And there are indeed echoes from the famous line in Casablanca from where the term originates

It seems there will be a summit between presidents Trump and Putin to discuss Ukraine in the absence of Ukraineand Europe. There has been no diplomatic preparation for a summit, but Trump is not one for diplomatic formalities or the sensitivities of friends and allies.

The last time he met Putin at a summit for a tete-a-tete was in 2018 in Finland, and it was the beginning of a beautiful friendship at the end of which Trump told reporters he trusted Putin’s denial of Russian interference in the US election more than his own intelligence services. 

Putin also got on well with the previous republican President, George W Bush who told reporters at the 2001 summit in Slovenia that he looked Putin in the eye and got a sense of his soul and thought he was trustworthy.
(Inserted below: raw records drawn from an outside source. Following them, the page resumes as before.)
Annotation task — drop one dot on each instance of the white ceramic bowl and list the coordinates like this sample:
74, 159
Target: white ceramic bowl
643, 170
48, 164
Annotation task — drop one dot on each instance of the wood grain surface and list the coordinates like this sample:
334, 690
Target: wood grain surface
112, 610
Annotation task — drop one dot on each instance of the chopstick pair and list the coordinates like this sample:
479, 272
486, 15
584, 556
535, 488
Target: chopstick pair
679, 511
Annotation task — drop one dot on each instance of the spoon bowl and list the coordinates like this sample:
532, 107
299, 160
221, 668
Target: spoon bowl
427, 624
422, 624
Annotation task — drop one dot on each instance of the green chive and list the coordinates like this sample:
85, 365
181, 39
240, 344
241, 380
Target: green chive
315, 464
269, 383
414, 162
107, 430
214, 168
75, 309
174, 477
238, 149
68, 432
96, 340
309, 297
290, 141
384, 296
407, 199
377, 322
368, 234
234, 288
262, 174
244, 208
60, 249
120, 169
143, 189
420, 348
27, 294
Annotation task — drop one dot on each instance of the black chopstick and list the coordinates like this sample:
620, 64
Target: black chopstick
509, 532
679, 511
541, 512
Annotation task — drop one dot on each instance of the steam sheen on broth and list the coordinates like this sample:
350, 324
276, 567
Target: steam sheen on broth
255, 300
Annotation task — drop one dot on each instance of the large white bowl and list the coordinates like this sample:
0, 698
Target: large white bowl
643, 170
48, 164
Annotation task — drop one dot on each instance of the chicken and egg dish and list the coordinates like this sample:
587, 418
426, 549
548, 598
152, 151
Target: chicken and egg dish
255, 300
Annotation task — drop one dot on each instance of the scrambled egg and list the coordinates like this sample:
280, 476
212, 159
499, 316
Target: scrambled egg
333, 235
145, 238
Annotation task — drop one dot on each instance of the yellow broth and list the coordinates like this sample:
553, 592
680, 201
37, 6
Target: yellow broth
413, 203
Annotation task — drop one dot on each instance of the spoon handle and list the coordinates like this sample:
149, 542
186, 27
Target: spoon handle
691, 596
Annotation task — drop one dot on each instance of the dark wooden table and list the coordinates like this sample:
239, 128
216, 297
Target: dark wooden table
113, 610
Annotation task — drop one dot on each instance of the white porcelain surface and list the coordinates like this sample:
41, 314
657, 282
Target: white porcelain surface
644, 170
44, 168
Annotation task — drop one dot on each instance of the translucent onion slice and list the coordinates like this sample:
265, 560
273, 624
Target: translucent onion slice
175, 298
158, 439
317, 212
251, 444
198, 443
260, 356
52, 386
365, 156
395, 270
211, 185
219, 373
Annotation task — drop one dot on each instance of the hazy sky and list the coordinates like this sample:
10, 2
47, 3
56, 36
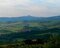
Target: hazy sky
14, 8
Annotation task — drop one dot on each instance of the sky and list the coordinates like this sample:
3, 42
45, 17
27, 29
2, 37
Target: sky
40, 8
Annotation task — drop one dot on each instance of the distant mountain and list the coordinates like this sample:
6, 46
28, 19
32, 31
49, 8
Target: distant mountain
28, 18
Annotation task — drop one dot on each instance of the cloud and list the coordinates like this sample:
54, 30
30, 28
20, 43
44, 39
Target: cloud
9, 8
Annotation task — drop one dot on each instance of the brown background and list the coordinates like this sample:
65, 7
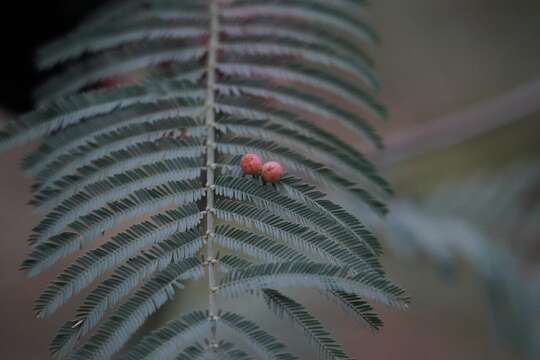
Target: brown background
437, 58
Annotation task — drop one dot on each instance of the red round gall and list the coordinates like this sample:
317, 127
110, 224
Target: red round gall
272, 171
251, 164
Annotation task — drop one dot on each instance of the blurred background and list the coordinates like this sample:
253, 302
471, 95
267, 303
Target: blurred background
461, 79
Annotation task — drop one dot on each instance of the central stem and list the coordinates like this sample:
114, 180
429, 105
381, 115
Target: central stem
210, 165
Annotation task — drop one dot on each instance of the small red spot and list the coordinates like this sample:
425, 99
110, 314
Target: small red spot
251, 164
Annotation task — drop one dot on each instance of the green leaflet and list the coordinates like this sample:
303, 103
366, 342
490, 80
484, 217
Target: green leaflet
190, 87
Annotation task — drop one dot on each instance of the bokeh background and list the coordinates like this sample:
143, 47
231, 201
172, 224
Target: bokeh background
461, 79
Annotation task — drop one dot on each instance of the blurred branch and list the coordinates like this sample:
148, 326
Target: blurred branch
461, 125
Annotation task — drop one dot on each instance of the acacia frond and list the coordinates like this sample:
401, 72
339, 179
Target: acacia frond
141, 130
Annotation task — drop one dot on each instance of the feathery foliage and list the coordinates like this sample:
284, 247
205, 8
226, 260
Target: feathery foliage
141, 178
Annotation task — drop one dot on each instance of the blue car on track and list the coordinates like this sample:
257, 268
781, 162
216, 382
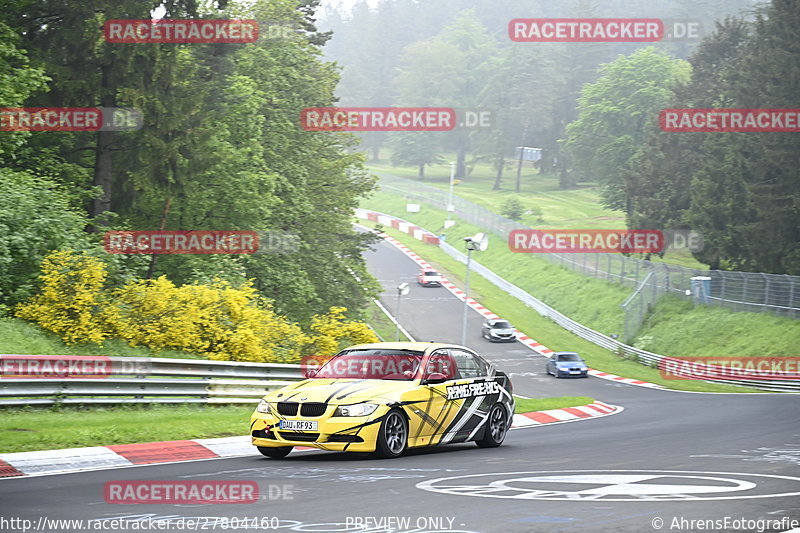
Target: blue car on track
567, 364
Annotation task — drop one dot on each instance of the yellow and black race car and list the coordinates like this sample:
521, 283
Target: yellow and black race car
386, 397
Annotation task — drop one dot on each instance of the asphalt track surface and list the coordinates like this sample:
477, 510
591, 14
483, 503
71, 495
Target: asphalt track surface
668, 458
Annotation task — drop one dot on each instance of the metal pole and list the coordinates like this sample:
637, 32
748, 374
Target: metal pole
397, 317
521, 152
466, 297
450, 195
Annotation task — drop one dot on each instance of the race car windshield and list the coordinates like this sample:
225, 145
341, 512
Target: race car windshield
393, 365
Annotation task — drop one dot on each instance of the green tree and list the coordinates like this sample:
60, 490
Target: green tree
615, 114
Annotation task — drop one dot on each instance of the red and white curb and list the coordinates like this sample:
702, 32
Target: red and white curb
26, 464
122, 455
567, 414
524, 339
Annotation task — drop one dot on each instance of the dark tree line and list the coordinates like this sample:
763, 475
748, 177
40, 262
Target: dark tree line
221, 148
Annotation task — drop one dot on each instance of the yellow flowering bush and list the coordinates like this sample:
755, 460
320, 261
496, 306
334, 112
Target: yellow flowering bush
216, 319
72, 302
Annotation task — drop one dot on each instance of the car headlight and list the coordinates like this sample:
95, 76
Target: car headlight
359, 409
264, 407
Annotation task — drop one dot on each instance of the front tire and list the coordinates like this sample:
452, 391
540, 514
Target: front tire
496, 428
392, 436
275, 453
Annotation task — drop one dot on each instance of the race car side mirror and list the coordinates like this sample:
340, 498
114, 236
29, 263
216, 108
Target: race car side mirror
435, 378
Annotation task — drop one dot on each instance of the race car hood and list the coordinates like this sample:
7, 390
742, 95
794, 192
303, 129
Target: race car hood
341, 391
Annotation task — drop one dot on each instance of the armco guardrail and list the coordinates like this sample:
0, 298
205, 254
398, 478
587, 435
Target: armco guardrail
595, 337
149, 380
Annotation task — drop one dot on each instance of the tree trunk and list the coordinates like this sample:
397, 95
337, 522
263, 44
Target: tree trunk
461, 167
498, 180
103, 163
154, 257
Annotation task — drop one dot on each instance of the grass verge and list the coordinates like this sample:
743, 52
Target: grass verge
545, 330
23, 338
546, 205
381, 324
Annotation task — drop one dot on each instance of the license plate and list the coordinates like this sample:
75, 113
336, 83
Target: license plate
298, 425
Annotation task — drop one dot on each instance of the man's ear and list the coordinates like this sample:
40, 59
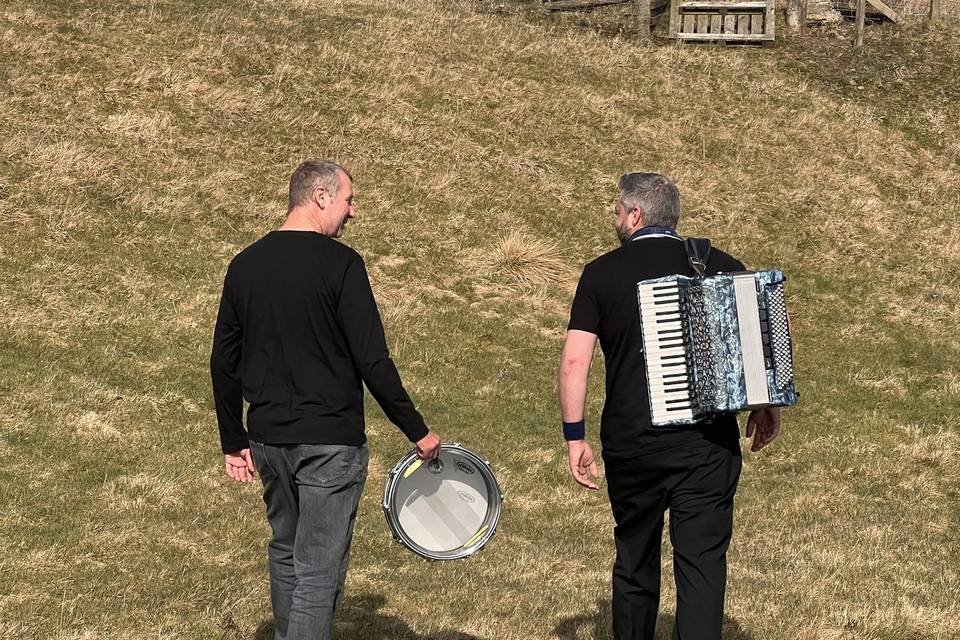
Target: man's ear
320, 197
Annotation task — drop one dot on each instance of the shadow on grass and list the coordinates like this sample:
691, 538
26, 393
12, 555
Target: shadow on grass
597, 625
357, 619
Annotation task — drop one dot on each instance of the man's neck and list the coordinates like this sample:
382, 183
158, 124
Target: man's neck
300, 220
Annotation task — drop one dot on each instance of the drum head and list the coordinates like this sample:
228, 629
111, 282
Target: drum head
444, 508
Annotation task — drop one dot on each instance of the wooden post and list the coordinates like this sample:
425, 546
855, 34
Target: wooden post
861, 17
792, 18
643, 17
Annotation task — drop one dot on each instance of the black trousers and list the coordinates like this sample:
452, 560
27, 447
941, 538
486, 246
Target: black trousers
697, 485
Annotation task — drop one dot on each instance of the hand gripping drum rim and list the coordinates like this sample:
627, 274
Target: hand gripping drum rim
451, 454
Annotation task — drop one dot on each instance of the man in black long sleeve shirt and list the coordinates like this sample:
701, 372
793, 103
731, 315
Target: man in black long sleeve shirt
297, 335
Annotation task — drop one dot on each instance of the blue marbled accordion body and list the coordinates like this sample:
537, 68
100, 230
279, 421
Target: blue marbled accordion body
715, 344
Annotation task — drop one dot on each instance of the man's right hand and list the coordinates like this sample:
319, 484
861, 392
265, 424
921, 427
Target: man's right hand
763, 425
583, 466
239, 465
428, 446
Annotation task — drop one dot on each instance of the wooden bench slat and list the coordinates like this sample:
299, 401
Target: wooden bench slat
729, 6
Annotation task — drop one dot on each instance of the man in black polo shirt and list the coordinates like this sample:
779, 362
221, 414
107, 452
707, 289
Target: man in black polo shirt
297, 335
690, 470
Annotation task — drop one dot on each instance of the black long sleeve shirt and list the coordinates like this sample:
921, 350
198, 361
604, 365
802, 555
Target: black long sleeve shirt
298, 333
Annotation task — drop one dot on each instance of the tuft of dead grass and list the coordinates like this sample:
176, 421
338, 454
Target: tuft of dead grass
520, 259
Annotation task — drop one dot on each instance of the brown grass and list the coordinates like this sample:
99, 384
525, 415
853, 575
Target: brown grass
142, 146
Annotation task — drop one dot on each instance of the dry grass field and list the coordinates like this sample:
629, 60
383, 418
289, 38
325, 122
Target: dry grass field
142, 144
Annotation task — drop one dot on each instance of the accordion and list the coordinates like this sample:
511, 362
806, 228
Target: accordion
715, 344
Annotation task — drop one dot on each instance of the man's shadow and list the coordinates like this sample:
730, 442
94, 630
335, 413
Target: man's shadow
357, 619
597, 626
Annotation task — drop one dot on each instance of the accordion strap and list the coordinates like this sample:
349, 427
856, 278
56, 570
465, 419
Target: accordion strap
698, 252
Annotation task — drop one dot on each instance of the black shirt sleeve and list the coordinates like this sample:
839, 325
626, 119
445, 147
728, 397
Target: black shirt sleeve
225, 374
584, 312
360, 319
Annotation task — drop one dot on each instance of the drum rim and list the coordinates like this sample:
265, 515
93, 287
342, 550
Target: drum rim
494, 505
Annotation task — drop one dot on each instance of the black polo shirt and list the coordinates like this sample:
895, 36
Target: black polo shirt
606, 305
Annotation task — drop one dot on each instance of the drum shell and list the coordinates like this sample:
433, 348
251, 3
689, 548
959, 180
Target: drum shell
489, 524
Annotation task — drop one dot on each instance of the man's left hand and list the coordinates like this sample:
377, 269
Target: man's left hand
239, 465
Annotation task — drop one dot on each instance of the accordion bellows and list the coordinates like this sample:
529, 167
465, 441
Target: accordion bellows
715, 344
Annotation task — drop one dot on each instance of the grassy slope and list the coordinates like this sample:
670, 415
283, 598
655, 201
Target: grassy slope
141, 147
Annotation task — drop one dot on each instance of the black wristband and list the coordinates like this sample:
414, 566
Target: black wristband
574, 431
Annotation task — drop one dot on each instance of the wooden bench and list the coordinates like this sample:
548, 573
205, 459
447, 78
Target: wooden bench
717, 21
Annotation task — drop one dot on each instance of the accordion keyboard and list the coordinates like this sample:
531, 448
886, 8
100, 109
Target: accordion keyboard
664, 343
715, 344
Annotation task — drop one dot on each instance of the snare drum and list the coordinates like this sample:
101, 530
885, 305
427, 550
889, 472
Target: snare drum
445, 508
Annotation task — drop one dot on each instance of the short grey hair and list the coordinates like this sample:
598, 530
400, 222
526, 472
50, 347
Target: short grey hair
311, 175
654, 194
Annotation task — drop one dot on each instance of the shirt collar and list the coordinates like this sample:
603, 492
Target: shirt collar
653, 231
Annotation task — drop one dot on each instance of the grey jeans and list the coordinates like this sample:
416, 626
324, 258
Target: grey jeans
311, 492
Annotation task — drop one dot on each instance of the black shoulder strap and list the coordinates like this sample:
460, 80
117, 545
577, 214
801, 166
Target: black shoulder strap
698, 252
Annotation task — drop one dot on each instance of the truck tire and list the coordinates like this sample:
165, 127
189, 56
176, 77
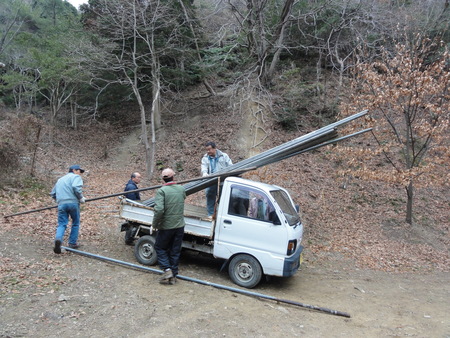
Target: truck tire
144, 250
245, 270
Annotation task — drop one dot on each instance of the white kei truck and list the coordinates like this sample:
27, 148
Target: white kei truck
257, 231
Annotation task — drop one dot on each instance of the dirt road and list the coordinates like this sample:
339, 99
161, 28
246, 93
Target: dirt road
48, 295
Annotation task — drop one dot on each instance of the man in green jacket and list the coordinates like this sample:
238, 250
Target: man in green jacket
169, 220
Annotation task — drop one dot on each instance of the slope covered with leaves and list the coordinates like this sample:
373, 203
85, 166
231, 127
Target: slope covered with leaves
363, 221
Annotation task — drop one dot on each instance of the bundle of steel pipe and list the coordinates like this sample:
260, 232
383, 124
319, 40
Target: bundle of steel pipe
307, 142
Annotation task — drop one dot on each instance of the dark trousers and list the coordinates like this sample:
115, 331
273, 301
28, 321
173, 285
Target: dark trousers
168, 248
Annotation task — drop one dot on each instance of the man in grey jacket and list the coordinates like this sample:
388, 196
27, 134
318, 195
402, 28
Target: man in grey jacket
213, 161
168, 218
68, 193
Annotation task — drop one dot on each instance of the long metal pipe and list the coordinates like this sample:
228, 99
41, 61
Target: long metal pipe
218, 286
278, 153
221, 175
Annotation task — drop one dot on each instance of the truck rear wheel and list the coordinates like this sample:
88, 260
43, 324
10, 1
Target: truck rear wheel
245, 270
144, 250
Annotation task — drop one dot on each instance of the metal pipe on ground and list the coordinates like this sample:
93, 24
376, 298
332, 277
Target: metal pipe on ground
218, 286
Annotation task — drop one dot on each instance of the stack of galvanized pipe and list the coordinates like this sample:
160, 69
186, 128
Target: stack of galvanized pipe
316, 139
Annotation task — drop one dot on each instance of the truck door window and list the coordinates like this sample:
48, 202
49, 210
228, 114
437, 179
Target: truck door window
284, 202
238, 204
249, 203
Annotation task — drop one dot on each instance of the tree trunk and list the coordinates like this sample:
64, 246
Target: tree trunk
280, 39
410, 193
148, 152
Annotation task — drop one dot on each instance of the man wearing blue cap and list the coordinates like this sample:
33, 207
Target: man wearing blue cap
68, 193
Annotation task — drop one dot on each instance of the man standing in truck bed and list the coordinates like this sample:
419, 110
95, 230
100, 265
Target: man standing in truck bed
169, 220
213, 161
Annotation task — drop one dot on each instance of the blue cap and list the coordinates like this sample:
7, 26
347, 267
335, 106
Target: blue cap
76, 167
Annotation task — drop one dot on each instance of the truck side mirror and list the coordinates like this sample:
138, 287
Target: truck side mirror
274, 218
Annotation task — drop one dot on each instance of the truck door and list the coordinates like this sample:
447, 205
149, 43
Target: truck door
245, 225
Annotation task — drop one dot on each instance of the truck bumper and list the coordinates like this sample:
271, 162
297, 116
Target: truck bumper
292, 264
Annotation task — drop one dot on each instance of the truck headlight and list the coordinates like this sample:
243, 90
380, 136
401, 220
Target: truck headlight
292, 245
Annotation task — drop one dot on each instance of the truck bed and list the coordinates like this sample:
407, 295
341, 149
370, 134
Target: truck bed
196, 218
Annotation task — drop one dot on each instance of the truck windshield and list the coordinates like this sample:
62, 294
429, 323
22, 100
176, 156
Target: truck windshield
286, 206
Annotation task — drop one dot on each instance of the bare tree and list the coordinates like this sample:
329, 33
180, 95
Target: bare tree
138, 34
409, 98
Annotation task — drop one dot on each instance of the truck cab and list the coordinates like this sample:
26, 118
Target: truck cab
257, 222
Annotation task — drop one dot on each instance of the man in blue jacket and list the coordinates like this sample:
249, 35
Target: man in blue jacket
68, 193
134, 196
132, 185
213, 161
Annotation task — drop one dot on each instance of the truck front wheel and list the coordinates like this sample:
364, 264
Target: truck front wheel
245, 270
144, 250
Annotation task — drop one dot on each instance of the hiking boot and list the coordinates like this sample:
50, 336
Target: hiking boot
57, 247
165, 277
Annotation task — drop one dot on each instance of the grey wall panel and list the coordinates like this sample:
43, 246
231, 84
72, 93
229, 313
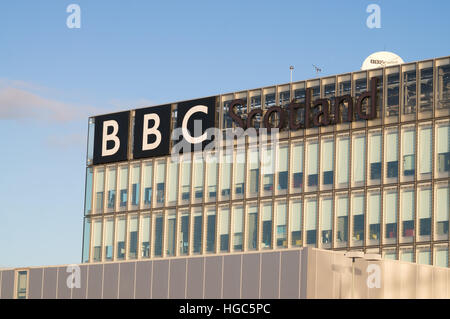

Democrat presidents Clinton, Obama and Biden found Putin difficult to like. Clinton, who presided over Nato expansion eastwards, never warmed to Putin, while Obama and Biden had to deal with Russia’s involvement in Syria and invasion of Ukraine in 2014 and 2022 and thought him chippy and awkward.

By 2007, Putin fell out of love with the US and the west. In that year he told the security conference in Munich that he thought US world domination dangerous, Nato expansion eastwards a provocation, US missile defence plans in East Europe were aimed at Russia not Iran and that the west imposed its value system on the world as if it were superior but which he considered too woke for Russia before woke became a word in the dictionary.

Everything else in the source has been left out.